The £31.5 million operation to shift the crumbling Kingston Bridge will cause chaos for the next two weekends (23/24 and 30/31 October). The bridge across the Clyde in the heart of Glasgow is being raised 1.5cm and shifted a mere 5cm to strengthen its support.
It will also draw attention to the build-up that is slowly strangling Glasgow. With 90,000 vehicle movements a day, it is Europe’s second busiest river crossing (after the Queen Elizabeth II Bridge carrying the M25). The slogan now is “Keep Glasgow Moving” with more single lanes, cycle tracks and bus- and taxi-only streets. Parking fines have been doubled from £20 to £40 and the council is increasing its force of traffic attendants from 78 to 105, with hand-held computers, radios and electric scooters and a target of issuing 30,000 more parking tickets every year.

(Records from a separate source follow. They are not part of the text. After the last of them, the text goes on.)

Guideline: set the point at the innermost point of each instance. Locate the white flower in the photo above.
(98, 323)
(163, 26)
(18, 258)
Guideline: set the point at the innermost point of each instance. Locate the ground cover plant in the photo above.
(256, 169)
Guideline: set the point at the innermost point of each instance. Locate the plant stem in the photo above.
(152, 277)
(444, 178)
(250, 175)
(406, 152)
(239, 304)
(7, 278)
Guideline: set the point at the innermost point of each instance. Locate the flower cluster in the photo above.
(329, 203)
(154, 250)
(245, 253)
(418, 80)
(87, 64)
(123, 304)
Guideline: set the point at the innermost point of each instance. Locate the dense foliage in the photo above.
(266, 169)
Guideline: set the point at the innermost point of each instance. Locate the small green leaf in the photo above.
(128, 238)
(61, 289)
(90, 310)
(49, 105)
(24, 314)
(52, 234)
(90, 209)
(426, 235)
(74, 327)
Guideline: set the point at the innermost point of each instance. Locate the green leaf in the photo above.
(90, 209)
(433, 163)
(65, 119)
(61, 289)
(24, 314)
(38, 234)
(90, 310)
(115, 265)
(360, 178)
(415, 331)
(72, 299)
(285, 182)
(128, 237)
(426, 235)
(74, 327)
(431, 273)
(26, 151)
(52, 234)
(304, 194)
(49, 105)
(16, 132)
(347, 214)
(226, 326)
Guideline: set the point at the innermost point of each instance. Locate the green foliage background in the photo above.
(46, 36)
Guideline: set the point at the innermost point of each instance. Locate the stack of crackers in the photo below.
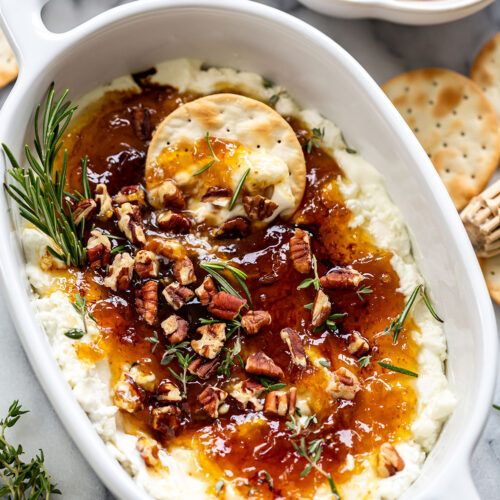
(457, 121)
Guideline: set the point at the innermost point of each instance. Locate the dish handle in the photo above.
(31, 41)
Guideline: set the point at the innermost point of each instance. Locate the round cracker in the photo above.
(252, 123)
(455, 123)
(8, 63)
(491, 271)
(485, 71)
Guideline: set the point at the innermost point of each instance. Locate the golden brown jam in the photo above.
(242, 444)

For fear of offending Rangers or Celtic sensibilities, they could not be clad in blue or green uniforms but they hope for an in-between aquamarine. Edinburgh has its Blue Meanies, Glasgow now has its Sea Greenies . . . Across Scotland, it is clear that a radical alternative transport must mean persuading private drivers to leave their cars at home and switch to buses and trains.

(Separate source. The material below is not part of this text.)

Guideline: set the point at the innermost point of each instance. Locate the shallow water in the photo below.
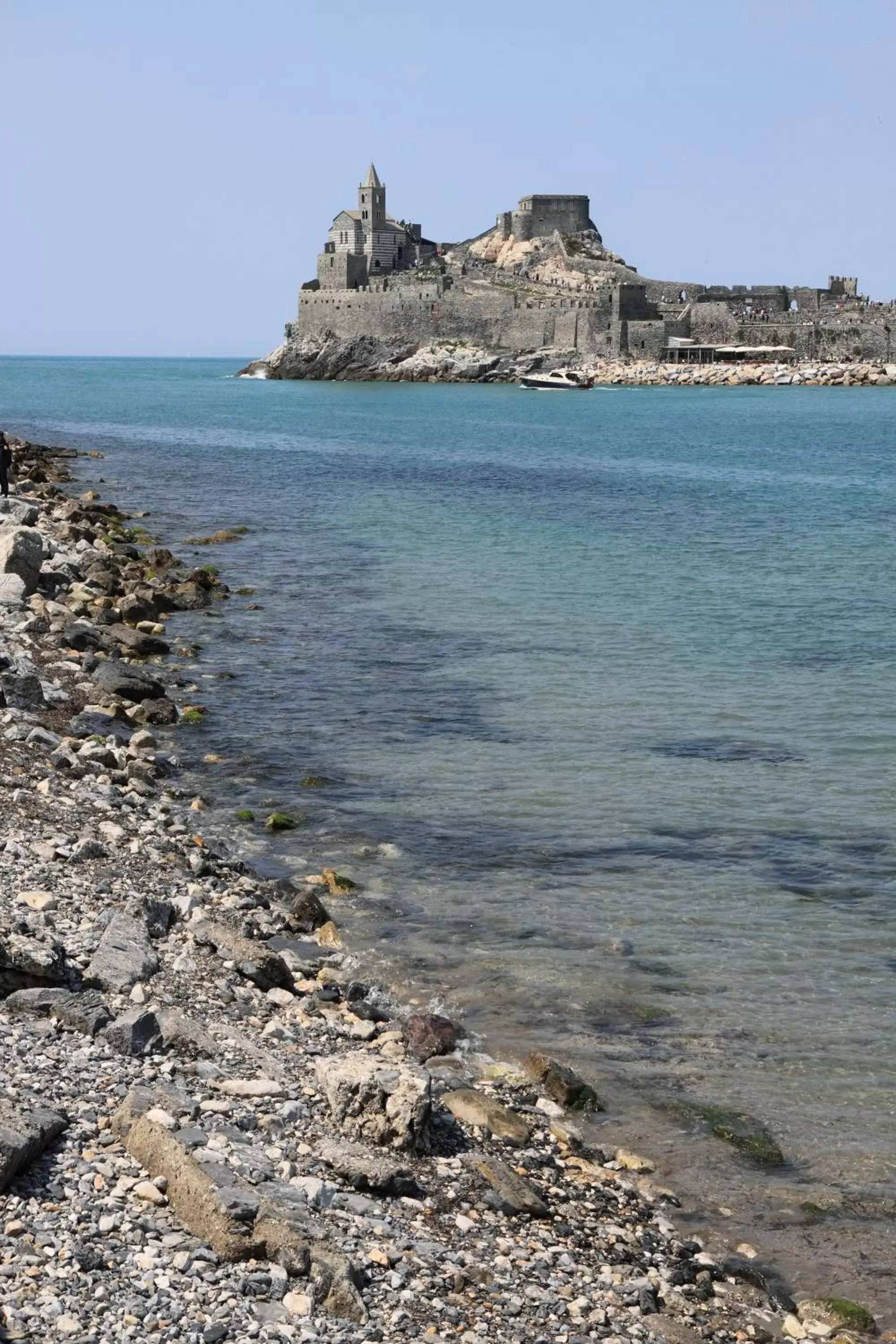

And this is precisely where the Scottish government has run into trouble. It has put the cart before the horse – or, rather, the toll before the improvements in public transport.
Boyack’s announcement of electronic road-charging (£5 a journey has been mentioned), with spy cameras spotting toll-dodgers, caused predictable honks of outrage.
However, she blundered by saying the money raised could not be ear-marked for improvements in public transport. As a “green” – as in inexperienced – minister, she made the mistake of listening to her civil servants, instead of realising that it is government that is in the driving-seat.
Within 24 hours she performed a humiliating U-turn and now undertakes to plough the money raised from tolls back into improving public transport in a “virtuous circle”.
That has not stopped the opposition from arguing that road tolls will not cut road use. When the first experiment starts on the M8 outside Edinburgh, they predict – probably rightly – that motorists will switch to the old and inadequate A8, with appalling consequences for towns and villages.
The Scottish Transport Minister may now accept that the government has to carry the travelling public with it. But her preference for bike over car may explain why she fails to understand the motoring mentality. Drivers will not abandon their cars in the hope that public transport will get better. They will only do so after public transport has improved.
Only when drivers are certain that trains run frequently and on time, dovetailing with local bus services at all hours of the day, not only peak times, and bus services run through towns and cities without the need to change and wait in the rain, will they switch.
The much-maligned Begg knows how hard it is to part driver from car. An attempt to get 12,000 drivers to sell their vehicles and hire their cars through the Edinburgh City Car Club has flopped, with just 42 people signing up after £250,000 was spent on the scheme.
But he is only stating the obvious when he says: “You cannot continue to have more and more vehicles doing ever-increasing mileage, and shorter and shorter journeys, on a small island without reaching a point where it has an unacceptable impact on all our lives, car-users or not.”
What is equally certain is that anyone who tackles the car problem is heading for a political pile-up. If the Briton’s home is his castle, his car is his personal Panzer-wagen, virility symbol and freedom-giver.
Threatening the car culture is a sure-fire vote loser. The opposition will have a joy-ride if Scotland’s motorists become the first in Britain to pay-per-drive.
We all know it makes sense. But who will be first to give up the car? You? Me? Why me, why not the fellow in the next lane? As always on the roads, it’s the other drivers who are at fault.